Ricardo Nogueira Viana (*)
De 23 de julho a 11 de agosto, Paris sediará a 23ª Olimpíada da era moderna. Dessa vez, um ciclo mais curto, de 3 anos, pois o início da última edição dos jogos foi prorrogado devido à pandemia da Covid-19. Ao todo, 10.500 atletas em 32 esportes serão comparados nos 19 dias de competições.
Incluindo a esquadra brasileira, atletas de outras 206 representações, além de uma equipe de refugiados do Comitê Olímpico Internacional (COI), farão parte do megaevento. Rússia e Belarus vão participar. Contudo, sofrerão sanções por suas ações belicosas na guerra da Ucrânia.
As Olimpíadas surgiram por volta de 776 a.C., na cidade de Olímpia na Grécia antiga, local onde até hoje a tocha é acesa 100 dias antes do início do evento. Após alguns séculos de interrupção, os jogos voltaram a ocorrer em 1896, em Athenas, na Grécia, tendo como precursor o francês Barão de Coubertin.
Estaremos diante do maior evento esportivo do mundo. De acordo com o Estatuto Olímpico, a finalidade dos jogos é garantir o desenvolvimento harmonioso da Humanidade, promovendo a paz, a integração e a união entre os povos por meio do movimento humano.
Um evento olímpico não se perfaz apenas com a reprodução de movimentos, quebra de recordes e medalhas. Os países participantes têm que estar em equilíbrio com a ordem mundial vigente, sob pena de banimento, boicotes, ou da interrupção dos jogos, como aconteceu m 1916, 1940 e 1944, devido às duas guerras mundiais.
Em 1980 nas Olimpíadas de Moscou, em decorrência da guerra fria, os Estados Unidos e outros 64 países se negaram a competir. Quatro anos após, os socialistas, capitaneados pelos soviéticos e mais 14 Comitês Olímpicos, deixaram de ir à edição de Los Angeles (EUA).
Entre 1964 a 1976, a África do Sul foi retirada do evento em razão do regime do Apartheid, que segregava a população negra do país. Em 1968, no México, a Coreia do Norte foi banida após participar de uma competição independente, não reconhecida pelo COI.
A Rodésia, também por questões raciais, não foi convidada a participar dos jogos de Munique, em 1972. Na edição de Sydney 2000, o “cartão vermelho” foi para o Afeganistão, devido à discriminação contra as mulheres pelo regime Talibã.

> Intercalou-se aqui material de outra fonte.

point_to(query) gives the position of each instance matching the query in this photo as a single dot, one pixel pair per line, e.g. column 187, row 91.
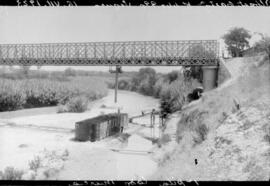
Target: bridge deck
column 131, row 53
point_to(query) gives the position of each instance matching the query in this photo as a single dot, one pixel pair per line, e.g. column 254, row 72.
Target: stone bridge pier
column 210, row 77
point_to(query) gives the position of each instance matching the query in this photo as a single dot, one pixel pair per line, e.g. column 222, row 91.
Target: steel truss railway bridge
column 131, row 53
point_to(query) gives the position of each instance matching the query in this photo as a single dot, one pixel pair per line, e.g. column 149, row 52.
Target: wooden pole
column 116, row 85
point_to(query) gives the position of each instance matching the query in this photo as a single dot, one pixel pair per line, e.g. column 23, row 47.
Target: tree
column 237, row 41
column 263, row 45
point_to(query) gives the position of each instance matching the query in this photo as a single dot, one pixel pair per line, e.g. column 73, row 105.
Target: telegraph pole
column 116, row 72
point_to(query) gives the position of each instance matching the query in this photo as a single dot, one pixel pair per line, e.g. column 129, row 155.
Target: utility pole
column 116, row 72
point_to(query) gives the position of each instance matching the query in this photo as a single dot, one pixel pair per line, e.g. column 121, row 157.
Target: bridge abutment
column 209, row 77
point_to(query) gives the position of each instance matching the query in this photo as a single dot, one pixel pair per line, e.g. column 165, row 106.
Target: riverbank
column 23, row 137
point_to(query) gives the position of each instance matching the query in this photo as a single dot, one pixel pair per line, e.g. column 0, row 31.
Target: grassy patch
column 10, row 173
column 29, row 93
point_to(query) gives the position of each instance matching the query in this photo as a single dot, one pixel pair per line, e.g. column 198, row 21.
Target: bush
column 11, row 174
column 11, row 96
column 202, row 131
column 174, row 95
column 35, row 163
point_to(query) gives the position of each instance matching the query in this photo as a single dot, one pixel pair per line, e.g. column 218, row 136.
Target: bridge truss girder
column 132, row 53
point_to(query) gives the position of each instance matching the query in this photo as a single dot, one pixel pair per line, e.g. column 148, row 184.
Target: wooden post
column 116, row 86
column 116, row 71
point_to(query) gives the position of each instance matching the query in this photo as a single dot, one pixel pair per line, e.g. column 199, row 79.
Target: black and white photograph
column 135, row 93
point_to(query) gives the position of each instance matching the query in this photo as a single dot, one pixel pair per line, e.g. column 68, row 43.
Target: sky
column 90, row 24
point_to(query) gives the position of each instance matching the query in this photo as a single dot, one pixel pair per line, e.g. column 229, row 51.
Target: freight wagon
column 100, row 127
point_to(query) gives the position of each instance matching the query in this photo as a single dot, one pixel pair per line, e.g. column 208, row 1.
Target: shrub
column 35, row 163
column 11, row 96
column 202, row 131
column 11, row 174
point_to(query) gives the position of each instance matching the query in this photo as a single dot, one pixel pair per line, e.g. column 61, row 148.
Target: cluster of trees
column 237, row 42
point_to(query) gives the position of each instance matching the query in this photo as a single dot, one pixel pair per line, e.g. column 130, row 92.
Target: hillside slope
column 227, row 131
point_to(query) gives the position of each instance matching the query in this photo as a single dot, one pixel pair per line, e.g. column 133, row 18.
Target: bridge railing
column 108, row 51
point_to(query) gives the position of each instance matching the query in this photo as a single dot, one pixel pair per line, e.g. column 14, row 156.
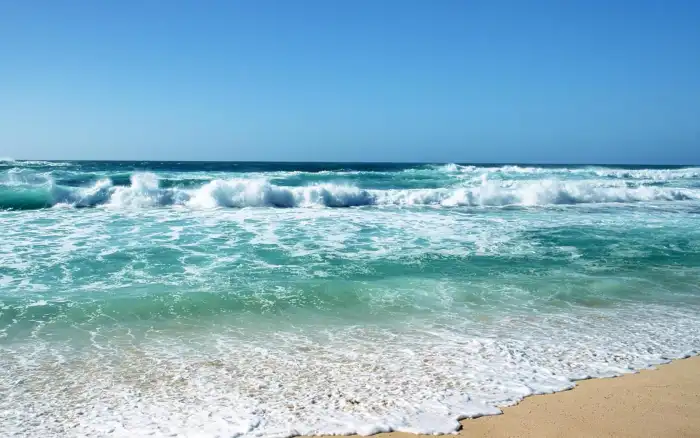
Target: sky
column 322, row 80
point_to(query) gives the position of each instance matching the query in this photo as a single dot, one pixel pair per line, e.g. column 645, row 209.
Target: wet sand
column 653, row 403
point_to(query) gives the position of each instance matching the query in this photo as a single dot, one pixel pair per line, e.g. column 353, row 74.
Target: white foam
column 325, row 380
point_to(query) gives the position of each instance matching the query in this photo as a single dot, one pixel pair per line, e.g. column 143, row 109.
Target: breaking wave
column 144, row 191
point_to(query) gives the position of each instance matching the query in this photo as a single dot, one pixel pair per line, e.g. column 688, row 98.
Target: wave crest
column 144, row 191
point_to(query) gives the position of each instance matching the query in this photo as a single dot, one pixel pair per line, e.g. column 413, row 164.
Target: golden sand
column 653, row 403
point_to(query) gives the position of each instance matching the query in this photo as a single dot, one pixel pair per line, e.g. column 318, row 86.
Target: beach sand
column 653, row 403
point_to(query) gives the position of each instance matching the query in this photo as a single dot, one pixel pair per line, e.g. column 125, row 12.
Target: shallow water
column 274, row 299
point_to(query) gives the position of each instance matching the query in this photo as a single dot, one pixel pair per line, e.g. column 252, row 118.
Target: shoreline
column 663, row 401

No Rio, em 2016, o “gancho” foi para o Kwait, por interferir na autonomia dos órgãos desportivos do país.
Em 2021, nos jogos de Tóquio, após a revelação do escândalo de doping que vigorou por anos na Rússia corroborado pela delação do médico Grigory Rodchenkov, os atletas russos puderam competir. Todavia, àqueles que subiram ao pódio não lhes foi permitido erguer a bandeira ou ouvir o hino do seu país; e ainda tiveram que se apresentar com a denominação de Comitê Olímpico Russo. Ao final, com 71 medalhas, a delegação do país transgressor faturou o 5º lugar.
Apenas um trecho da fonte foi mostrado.